Aggregation jobs are a subtype of Spark jobs.

When signals are enabled for a "primary" collection, a <primarycollectionname>_signals collection and a <primarycollectionname>_signals_aggr collection are created automatically.

Aggregation Pipelines

Aggregated events are indexed, and use a default pipeline named "aggr_rollup". This pipeline contains one stage, a Solr Indexer stage to index the aggregated events.

You can create your own custom index pipeline to process aggregated events differently if you choose.

Aggregation Functions

The section Aggregator Functions documents the available set of aggregation functions.

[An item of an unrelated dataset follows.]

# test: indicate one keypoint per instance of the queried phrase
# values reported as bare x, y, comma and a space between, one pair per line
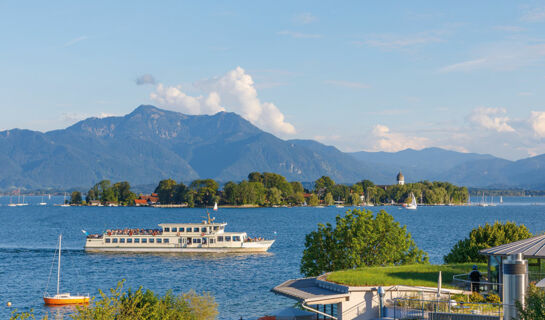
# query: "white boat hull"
249, 247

Custom aggregation functions can be defined via a JavaScript stage.

Aggregation job configuration

The groupingFields should use just user_id_s, and optionally the "sort" parameter should be set to timestamp_tdt asc - this way the sessionization process will work most efficiently. On the other hand, sorting by timestamp requires more work on the Solr-side, so it may be omitted, with the possible side-effect that there will be additional partial documents created.